According to a research paper by Energy for Growth Hub, a Washington-based think tank, many utilities in Africa that have long been cash-strapped are near financial collapse. In addition to the risk of blackouts and crushing public debt, the crisis is hampering climate action. “You’re seeing a massive escalation of pressure on public services,” said Katie Auth, the think tank’s policy director and former energy chief at the US Agency for International Development. It’s a death spiral and the biggest hurdle to deploying clean energy at scale in these markets. Trade disruptions from the war in Ukraine and pandemic shutdowns in China have driven up the cost of construction materials like steel, copper and battery minerals, and extended delivery times by months.
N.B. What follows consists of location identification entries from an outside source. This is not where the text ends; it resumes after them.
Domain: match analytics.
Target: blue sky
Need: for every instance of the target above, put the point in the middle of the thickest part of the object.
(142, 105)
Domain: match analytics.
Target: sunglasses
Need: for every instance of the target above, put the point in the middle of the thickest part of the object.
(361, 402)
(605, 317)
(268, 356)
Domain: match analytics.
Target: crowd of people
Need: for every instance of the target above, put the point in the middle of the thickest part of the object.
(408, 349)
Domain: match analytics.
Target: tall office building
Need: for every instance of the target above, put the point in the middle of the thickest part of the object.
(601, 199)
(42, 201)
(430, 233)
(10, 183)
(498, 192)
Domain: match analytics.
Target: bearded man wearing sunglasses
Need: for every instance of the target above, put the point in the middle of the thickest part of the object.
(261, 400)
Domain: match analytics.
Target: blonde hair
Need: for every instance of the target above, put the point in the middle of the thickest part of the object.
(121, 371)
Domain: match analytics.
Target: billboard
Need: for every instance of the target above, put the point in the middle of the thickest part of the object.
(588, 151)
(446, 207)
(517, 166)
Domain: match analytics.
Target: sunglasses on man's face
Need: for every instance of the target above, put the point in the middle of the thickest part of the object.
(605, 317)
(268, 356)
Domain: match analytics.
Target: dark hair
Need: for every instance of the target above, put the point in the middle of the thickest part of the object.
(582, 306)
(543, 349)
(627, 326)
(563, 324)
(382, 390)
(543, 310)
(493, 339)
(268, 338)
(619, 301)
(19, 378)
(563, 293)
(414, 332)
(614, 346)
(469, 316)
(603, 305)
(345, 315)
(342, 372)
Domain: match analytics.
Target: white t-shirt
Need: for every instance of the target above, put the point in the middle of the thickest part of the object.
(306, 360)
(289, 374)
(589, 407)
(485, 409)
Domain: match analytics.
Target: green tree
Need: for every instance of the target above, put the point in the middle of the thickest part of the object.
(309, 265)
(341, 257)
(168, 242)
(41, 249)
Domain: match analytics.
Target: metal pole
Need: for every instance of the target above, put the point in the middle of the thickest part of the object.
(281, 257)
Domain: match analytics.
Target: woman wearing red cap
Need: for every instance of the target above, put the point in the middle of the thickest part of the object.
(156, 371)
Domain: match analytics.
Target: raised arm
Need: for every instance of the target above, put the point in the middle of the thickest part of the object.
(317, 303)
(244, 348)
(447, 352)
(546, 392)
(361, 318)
Many utilities are stuck with power purchase agreements they can’t afford. Those who generate their own electricity often sell it at a pre-determined rate, which means their margins are squeezed when the cost of fossil fuels rises. In 2018, the most recent year with consistent data, a third of utilities in Africa were unable to break even. This gap is widening. General economic turmoil and poor balance sheets have pushed up the risk ratings of many African countries, making borrowing more expensive. All of the above factors are also draining government coffers, so there is little incentive to implement clean energy tax breaks, sign new power purchase agreements, or invest in major infrastructure such as transmission lines.